Our every day lives tend to be lived in three states of consciousness — wakefulness, sleep, and dreaming. However, through Transcendental Meditation there’s a “fourth state of consciousness” that “lies deep within the mind of every human being,” Rosenthal writes. That fourth state is “Transcendence.” Beyond this stage, though, lie even more states of consciousness, which Rosenthal refers to collectively as the “Super Mind.”
Rosenthal describes the “Super Mind” as “an experience of not only heightened aptitude and problem-solving ability, but also a state of emotional sensitivity, empathy, perspective and diplomatic skills.”
“It is the mind in peak condition not just momentarily – as we have all experienced – but with a consistency that may grow over time,” Rosenthal writes.
For the book, Rosenthal surveyed 600 practitioners of Transcendental Meditation. What he learned is that there are those who are “super-performers” in their respective fields and that’s not an accident.
“I now think that all high performers have in common, knowingly or unknowingly, qualities and characteristics of the Super Mind. That is, they are calm under pressure and uncannily resilient to stress. They take care of their health, set high standards of innovation and creativity, and are not only intensely engaged in their actions, but also capable of detaching when need be. They choose their projects carefully, keep the big picture in mind and ignore trifling details,” Rosenthal writes.
Moreover, Rosenthal is convinced that almost anyone can achieve this super mind state through the practice of Transcendental Meditation. Most practitioners of Transcendental Meditation do it for twenty minutes, twice a day. Rosenthal found that a habit of meditation affects the daily consciousness, unlocking this super mind state.
“It is not necessary, however, to be a super performer in order to develop your Super Mind. What matters is to reach your own potential, not some idealized standard.”

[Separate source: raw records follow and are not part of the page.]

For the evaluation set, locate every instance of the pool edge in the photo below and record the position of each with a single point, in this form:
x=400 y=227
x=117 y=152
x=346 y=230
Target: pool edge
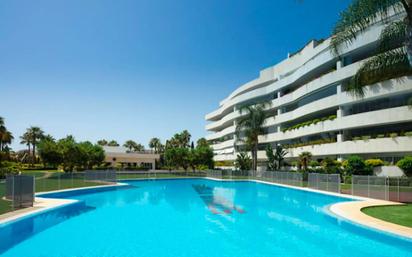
x=44 y=204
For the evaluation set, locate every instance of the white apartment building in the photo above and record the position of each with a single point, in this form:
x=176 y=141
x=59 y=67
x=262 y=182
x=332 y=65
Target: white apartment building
x=309 y=88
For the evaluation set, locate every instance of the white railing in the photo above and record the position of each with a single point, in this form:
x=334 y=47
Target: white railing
x=325 y=182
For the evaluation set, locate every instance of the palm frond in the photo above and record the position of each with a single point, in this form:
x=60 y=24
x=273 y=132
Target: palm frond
x=384 y=66
x=392 y=35
x=358 y=17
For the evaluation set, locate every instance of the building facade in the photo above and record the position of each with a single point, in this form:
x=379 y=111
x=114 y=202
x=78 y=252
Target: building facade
x=119 y=156
x=310 y=110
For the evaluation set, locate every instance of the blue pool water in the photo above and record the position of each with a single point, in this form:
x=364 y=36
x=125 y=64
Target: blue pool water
x=195 y=217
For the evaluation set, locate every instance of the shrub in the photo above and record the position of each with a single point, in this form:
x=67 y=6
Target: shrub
x=393 y=135
x=406 y=165
x=347 y=179
x=332 y=117
x=374 y=162
x=356 y=166
x=366 y=138
x=330 y=166
x=314 y=164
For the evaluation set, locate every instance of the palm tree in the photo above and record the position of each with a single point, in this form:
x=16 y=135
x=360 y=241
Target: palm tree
x=130 y=144
x=304 y=159
x=25 y=140
x=280 y=154
x=155 y=143
x=394 y=57
x=32 y=136
x=6 y=137
x=139 y=148
x=250 y=127
x=113 y=143
x=102 y=142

For more on Dalio and Bridgewater, here are Bridgewater’s Principles (pdf)
Later in the article:
Dalio isn’t the only Wall Street professional mentioned in the book. Wealth managers Mark Axelowitz, a managing director at UBS private wealth management, and Ken Gunsberger, a senior vice president at UBS, are also practitioners of Transcendental Meditation.
There are many others not mentioned by name in the book who work in financial services. In fact, it’s not uncommon to come across a hedge fund with a meditation room.
Rosenthal asks Axelowitz if he thinks meditating can help people get rich. According to Axelowitz, who’s an actor and a philanthropist outside of the office, it helps in all areas of life, including investing.
“I think it will because I think TM helps in general, no matter what you want to do, whether it’s manage money, teach, be a doctor. If you think clearer in life, you’re going to make better decisions. When you’re stressed out and emotional, you’re not going to make the proper decisions,” Axelowitz says.
“In fact, one of the greatest money managers of all time, working in the 80s and 90s, was Peter Lynch from Fidelity. He had a saying: To master investing you need to master your emotions. You cannot get emotional in making investment decisions. And the same applies in life every day, with regard to all kinds of decisions: Should I cross the street right now? Should I run across the street because I’m late for an appointment? If you make an emotional decision because you’re late and you run across the street when the light is red, you can get killed. So I think TM helps you think and see clearer, and certainly with investments.”